Dieses Lied nimmt Bezug auf die schwierigen Verhältnisse in Tirol während der bayerischen Besatzung. Im Frieden von Pressburg 1805 zwischen Napoleon (1769-1821) und dem Habsburger Kaiser Franz I. (1768-1835) wurde die gefürstete Grafschaft Tirol dem Königreich Bayern zugeschlagen. Sofort entsandte die neue Herrschaft Kommissäre und Verwaltungsbeamte. Obwohl der bayerische König Max I. Joseph (1756-1825) den Tirolern den Erhalt ihrer Rechte versprach, begann Minister Montgelas (1759-1838) sofort mit "Reformmaßnahmen". Neben hohen (Kopf-) Steuern und Geldentwertung ( Abwertung der Banco-Zettel) entfachte vor allem die Konskription, d.h. die Einberufung der Tiroler Burschen zum Wehrdienst in der Bayerischen Armee den Unmut der Tiroler. Ab März 1809 entfaltete sich auf breiter Front Widerstand. An die Spitze des Aufstands trat Andreas Hofer, der Sandwirt aus dem Passeiertal (1767-1810). In 3 Schlachten besiegte er am Berg Isel die verhassten Besatzer. Als aber die Unterstützung durch Österreich nach dem Frieden von Schönbrunn (12.10.1809) nachließ, brach der Widerstand zusammen. Mit dem Friedensvertrag von Paris (30.5.1814) wurden die Verträge von Pressburg und Schönbrunn annulliert und im Frieden zwischen Bayern und Österreich kam Tirol endgültig an Österreich zurück. (WK)

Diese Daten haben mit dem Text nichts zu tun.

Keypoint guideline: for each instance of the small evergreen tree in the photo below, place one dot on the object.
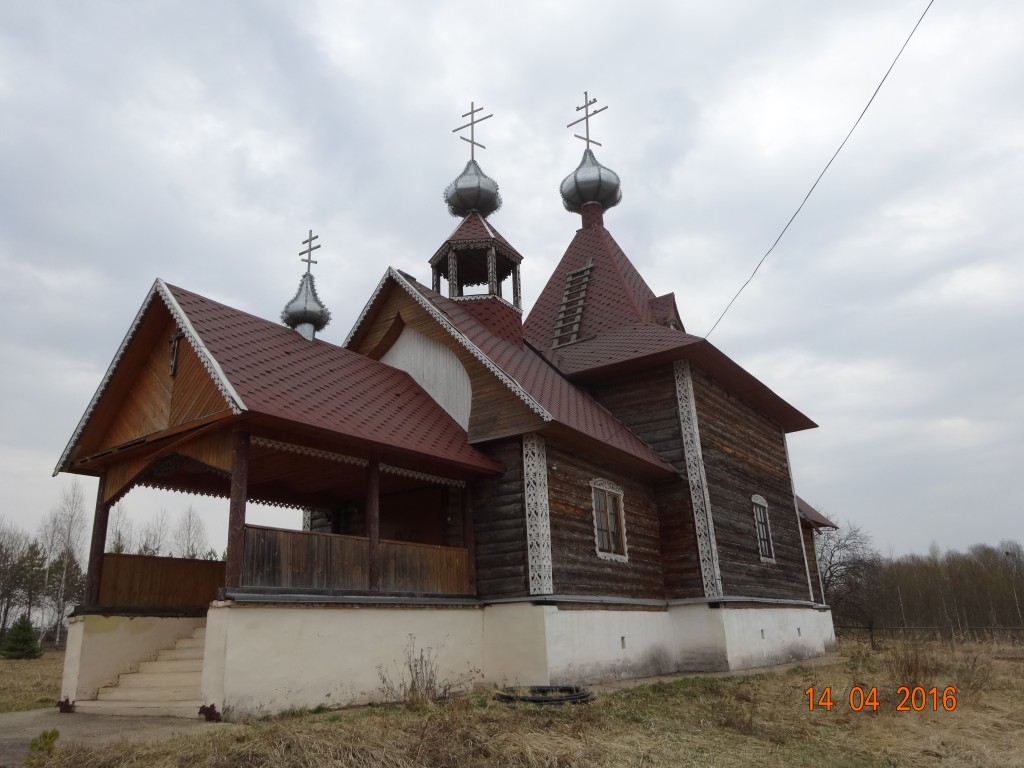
(20, 640)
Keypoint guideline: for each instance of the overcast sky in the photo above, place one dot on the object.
(199, 141)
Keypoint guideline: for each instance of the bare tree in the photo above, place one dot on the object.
(62, 537)
(153, 539)
(13, 543)
(121, 532)
(189, 536)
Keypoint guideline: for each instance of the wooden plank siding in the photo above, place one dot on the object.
(577, 568)
(152, 399)
(743, 455)
(645, 401)
(141, 582)
(500, 525)
(323, 562)
(496, 411)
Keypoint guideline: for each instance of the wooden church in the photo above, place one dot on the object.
(583, 494)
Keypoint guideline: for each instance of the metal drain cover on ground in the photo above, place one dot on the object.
(544, 694)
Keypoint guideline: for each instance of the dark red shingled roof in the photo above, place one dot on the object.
(535, 377)
(275, 372)
(625, 327)
(616, 295)
(814, 517)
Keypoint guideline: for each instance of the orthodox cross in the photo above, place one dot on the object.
(587, 103)
(308, 242)
(473, 143)
(175, 338)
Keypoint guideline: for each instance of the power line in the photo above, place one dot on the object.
(806, 197)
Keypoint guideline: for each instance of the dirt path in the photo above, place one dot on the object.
(18, 728)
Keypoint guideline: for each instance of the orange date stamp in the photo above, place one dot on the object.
(910, 698)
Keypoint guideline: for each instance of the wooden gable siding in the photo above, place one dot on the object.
(577, 568)
(500, 525)
(148, 399)
(744, 455)
(496, 413)
(812, 560)
(646, 403)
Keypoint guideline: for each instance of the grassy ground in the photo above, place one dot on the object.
(699, 721)
(31, 684)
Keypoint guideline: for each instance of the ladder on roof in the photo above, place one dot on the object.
(569, 315)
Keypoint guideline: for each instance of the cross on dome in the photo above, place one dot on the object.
(587, 103)
(473, 143)
(308, 242)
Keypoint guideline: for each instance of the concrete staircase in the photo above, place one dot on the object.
(171, 686)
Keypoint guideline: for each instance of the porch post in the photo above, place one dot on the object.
(97, 545)
(374, 522)
(468, 536)
(237, 510)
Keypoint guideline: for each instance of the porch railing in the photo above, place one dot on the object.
(304, 560)
(141, 582)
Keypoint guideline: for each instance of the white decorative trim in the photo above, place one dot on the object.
(800, 528)
(353, 460)
(208, 360)
(759, 501)
(212, 367)
(402, 472)
(707, 547)
(601, 484)
(291, 448)
(444, 323)
(535, 485)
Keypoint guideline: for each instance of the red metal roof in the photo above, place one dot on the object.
(275, 372)
(536, 379)
(624, 326)
(814, 517)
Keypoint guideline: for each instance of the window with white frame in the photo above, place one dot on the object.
(763, 528)
(609, 520)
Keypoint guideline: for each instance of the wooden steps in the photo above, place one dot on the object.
(170, 686)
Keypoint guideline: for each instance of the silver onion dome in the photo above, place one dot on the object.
(306, 312)
(472, 190)
(591, 182)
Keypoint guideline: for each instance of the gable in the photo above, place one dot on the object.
(495, 410)
(436, 369)
(141, 396)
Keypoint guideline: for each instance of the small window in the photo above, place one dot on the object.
(609, 522)
(763, 528)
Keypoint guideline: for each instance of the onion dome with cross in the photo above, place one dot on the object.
(591, 181)
(473, 189)
(305, 312)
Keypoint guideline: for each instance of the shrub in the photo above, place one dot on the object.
(20, 640)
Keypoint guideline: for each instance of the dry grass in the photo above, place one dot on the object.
(706, 721)
(31, 683)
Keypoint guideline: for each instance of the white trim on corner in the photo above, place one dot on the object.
(699, 498)
(599, 483)
(759, 501)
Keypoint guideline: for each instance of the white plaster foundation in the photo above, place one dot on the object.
(100, 647)
(262, 659)
(266, 658)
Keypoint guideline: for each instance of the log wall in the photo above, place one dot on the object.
(577, 568)
(646, 403)
(500, 525)
(744, 455)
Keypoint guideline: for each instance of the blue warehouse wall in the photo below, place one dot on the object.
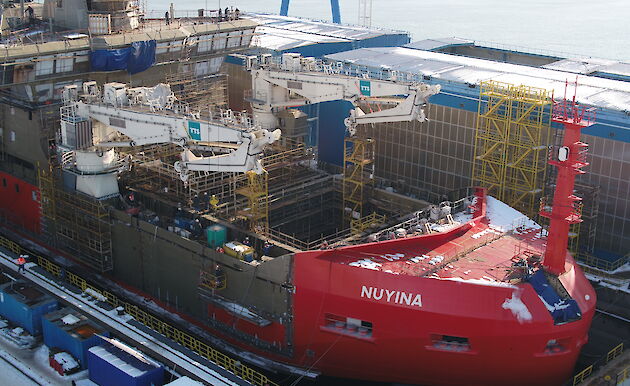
(328, 130)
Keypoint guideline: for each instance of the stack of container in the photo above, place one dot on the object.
(111, 366)
(24, 305)
(67, 330)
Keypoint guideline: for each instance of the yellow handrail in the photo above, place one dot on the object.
(230, 364)
(614, 353)
(579, 377)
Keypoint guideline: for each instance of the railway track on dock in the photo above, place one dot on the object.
(18, 369)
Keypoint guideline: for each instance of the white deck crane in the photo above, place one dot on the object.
(297, 80)
(152, 115)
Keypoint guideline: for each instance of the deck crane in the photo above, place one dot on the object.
(296, 80)
(153, 115)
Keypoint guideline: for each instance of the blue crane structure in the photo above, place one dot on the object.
(334, 5)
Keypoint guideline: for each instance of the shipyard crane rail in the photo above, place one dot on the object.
(295, 80)
(153, 115)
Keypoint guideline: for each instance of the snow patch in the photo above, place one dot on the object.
(66, 361)
(436, 260)
(561, 305)
(366, 263)
(489, 283)
(504, 218)
(518, 308)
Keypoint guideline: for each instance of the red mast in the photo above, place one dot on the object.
(570, 159)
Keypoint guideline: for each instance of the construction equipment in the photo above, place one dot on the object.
(296, 80)
(153, 115)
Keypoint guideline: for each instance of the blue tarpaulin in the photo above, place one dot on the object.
(137, 58)
(142, 56)
(562, 310)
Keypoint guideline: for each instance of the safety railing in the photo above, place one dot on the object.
(602, 264)
(230, 364)
(579, 377)
(612, 354)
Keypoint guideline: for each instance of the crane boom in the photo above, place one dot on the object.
(148, 116)
(298, 81)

  1. Iatzt hat si des Blattl auf oamal gwendt, / iatzt habn die Boarn selba eah Untreu erkennt, / sie bittn den Koasa um Gnad und Pardon, / er sollt nur grad desmal eah Landl vaschon! / Ja, sie wolln eahm scho all eini geh in sein Stall.
  2. Und es, meini Boarn, des sag i enk scho, / vo enk war ma glafa koan Schritt net davo, / es hätts des Tirol enka Lebtag net kriagt, / mia hättn enk bundn, eigfatscht und eigwiagt / und in Schlaf gsunga a, wenn da Franzos net war.
  3. Es habts des treue Tirol kloavowüast, / es hamt de Leut lang a de Berg einchi gmüaßt, / es Boafackn, des is enk a no net gnua, / habts Weib und Kind dahoam gschundn aufs Bluat, / steht gar net lang o, kriagts selba den Loh.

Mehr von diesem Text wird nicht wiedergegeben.